Culture War focuses on Woman's Right to Choose (Therapeutic Abortion)

By Deanna Martin, Globe and Mail, May 10, 2011
Indiana Governor Mitch Daniels signed a measure Tuesday imposing some of the nation's tightest restrictions on abortions and making Indiana the first state to cut off funding to Planned Parenthood.

Planned Parenthood of Indiana immediately went to court in an effort to stop the law. U.S. District Judge Tanya Walton Pratt is expected to rule Wednesday on the request.
Mr. Daniels, a Republican known as a fiscal hawk, is considering a run for president in 2012. Adding his signature to the abortion bill will likely help his image among social conservatives who were upset over Mr. Daniels' previous calls for a Republican “truce” on social issues.

Mr. Daniels didn't advocate publicly for the bill, and it wasn't part of his legislative agenda. But he said he supported the abortion restrictions from the outset and that the provision added to defund abortion providers did not change his mind.
This specific piece of information is merely the tip of the iceberg. There is a culture war raging across North America against therapeutic abortion, against a woman's right to choose and the fiscal restraint "cover" is little more than candy coating for the real ideological intent of the right wing of the political spectrum.

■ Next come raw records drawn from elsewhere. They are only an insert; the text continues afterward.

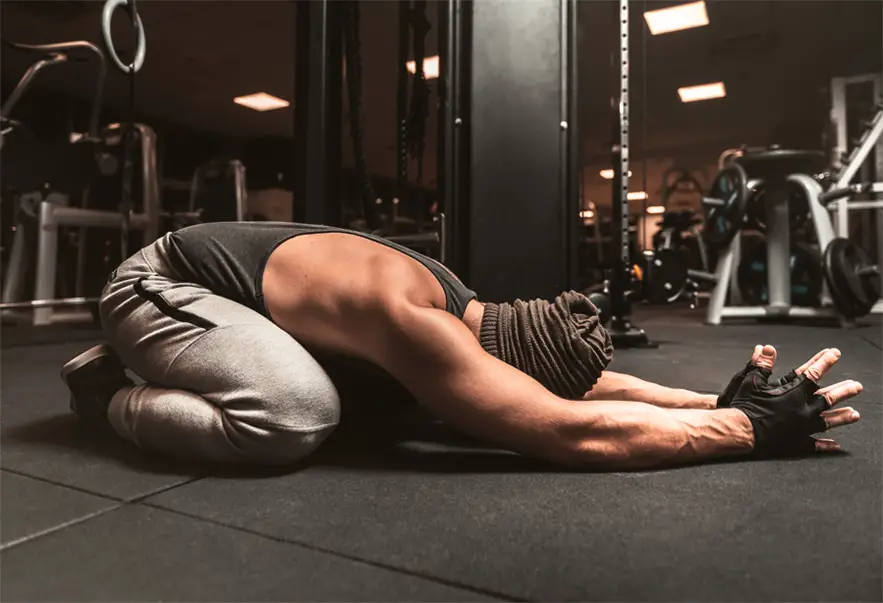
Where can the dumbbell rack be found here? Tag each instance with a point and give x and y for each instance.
(778, 262)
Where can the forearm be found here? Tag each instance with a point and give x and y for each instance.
(440, 362)
(631, 435)
(619, 386)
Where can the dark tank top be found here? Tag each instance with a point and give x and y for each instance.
(228, 258)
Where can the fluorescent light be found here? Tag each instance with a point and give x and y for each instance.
(430, 67)
(261, 101)
(676, 18)
(692, 94)
(608, 174)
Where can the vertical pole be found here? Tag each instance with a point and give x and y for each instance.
(317, 107)
(450, 129)
(47, 258)
(623, 333)
(569, 150)
(402, 100)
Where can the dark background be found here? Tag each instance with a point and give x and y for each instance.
(775, 58)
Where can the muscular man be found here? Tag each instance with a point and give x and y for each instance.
(229, 323)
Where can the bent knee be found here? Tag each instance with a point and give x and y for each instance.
(275, 445)
(283, 428)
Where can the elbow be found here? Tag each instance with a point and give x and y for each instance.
(595, 455)
(585, 446)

Libraries are closing; teachers are being fired (4500 from New York schools); police and firefighters are being terminated...and any organization that even offers counsel for women that includes the option of a therapeutic abortion is seeing its funding gutted.

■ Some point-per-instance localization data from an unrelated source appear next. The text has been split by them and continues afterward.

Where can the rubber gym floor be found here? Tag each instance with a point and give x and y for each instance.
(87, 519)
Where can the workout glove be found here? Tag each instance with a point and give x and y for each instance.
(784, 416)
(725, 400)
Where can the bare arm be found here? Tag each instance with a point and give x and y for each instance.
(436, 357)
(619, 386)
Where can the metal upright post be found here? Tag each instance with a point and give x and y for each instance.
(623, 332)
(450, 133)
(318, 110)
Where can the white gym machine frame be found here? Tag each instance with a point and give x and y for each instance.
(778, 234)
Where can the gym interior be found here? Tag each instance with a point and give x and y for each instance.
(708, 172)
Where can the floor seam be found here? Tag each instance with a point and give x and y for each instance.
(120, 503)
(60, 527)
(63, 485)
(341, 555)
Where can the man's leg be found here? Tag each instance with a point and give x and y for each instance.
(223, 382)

And voters sympathetic to the step, including most members of both Roman Catholic churches and many fundamental evangelical churches, will follow their "conscience" with votes in support of the measure.

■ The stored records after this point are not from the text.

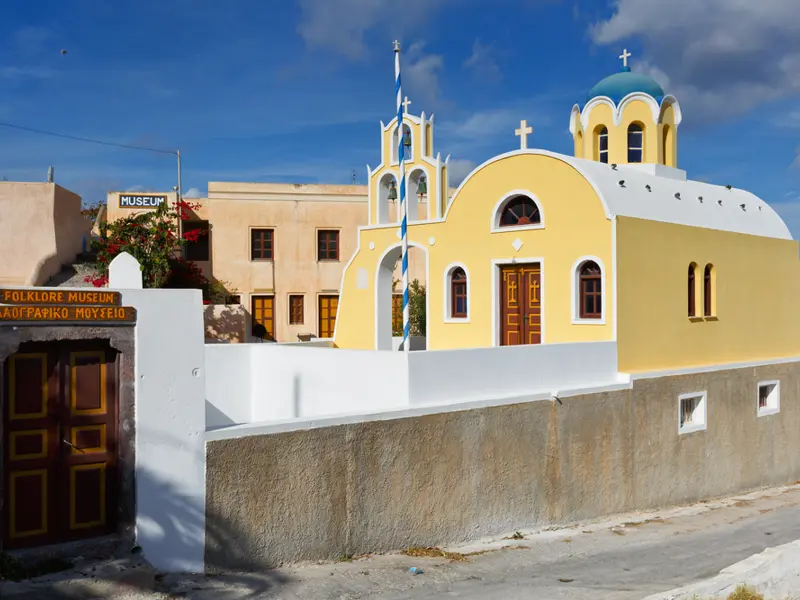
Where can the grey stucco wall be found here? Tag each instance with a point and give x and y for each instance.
(450, 477)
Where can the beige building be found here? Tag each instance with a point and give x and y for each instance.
(279, 249)
(41, 230)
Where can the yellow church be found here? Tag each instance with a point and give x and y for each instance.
(614, 243)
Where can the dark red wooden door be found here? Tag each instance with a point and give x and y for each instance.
(520, 305)
(60, 443)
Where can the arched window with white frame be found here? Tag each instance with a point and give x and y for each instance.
(517, 210)
(456, 293)
(588, 291)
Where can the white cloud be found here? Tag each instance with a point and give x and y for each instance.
(421, 75)
(458, 169)
(341, 25)
(719, 57)
(483, 63)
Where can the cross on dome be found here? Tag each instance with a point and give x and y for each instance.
(523, 133)
(625, 56)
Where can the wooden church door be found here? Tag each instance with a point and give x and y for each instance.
(60, 443)
(520, 304)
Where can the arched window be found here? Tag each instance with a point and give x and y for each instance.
(666, 146)
(635, 143)
(601, 144)
(519, 211)
(708, 287)
(591, 291)
(458, 294)
(692, 287)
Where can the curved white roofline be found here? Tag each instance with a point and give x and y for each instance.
(668, 200)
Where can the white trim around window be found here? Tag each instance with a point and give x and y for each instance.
(699, 412)
(576, 292)
(448, 290)
(773, 405)
(498, 211)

Those of us who see a different society, with different priorities, are considered "irresponsible" because we do not want to see a return to the kind of backstreet quackery that characterized the pain of a former time.
There is an absolutist quality to the opponents of a woman's right to choose that accompanies many of the positions on the right. Yesterday, on NPR, the subject of on-line poker was discussed...or at least the shutdown that the Department of Justice has imposed. Callers on the right want to ban all forms of gambling (state laws vary from dubbing poker a game of skill to a game of chance). Last century, the continent witnessed another political fight to remove alcohol from public access. In some cities, there is a political initiative to eliminate prostitution.
And yet, those opponents have merely dug their heads in the sand to the fact that people are going to engage in many of these activities, whether the state makes them "legal" or not. It is more a question of how to deal with the realities of human existence. And solving the "problem" by elimination is neither a solution nor a conscious addressing of the facts. The Russians have used the method for decades, if not centuries, without much obvious success. The same fate awaits our attempts on this continent.
Meanwhile, women whose specific situation requires their termination of a pregnancy will increasingly have to resort to less than adequate measures for their purpose.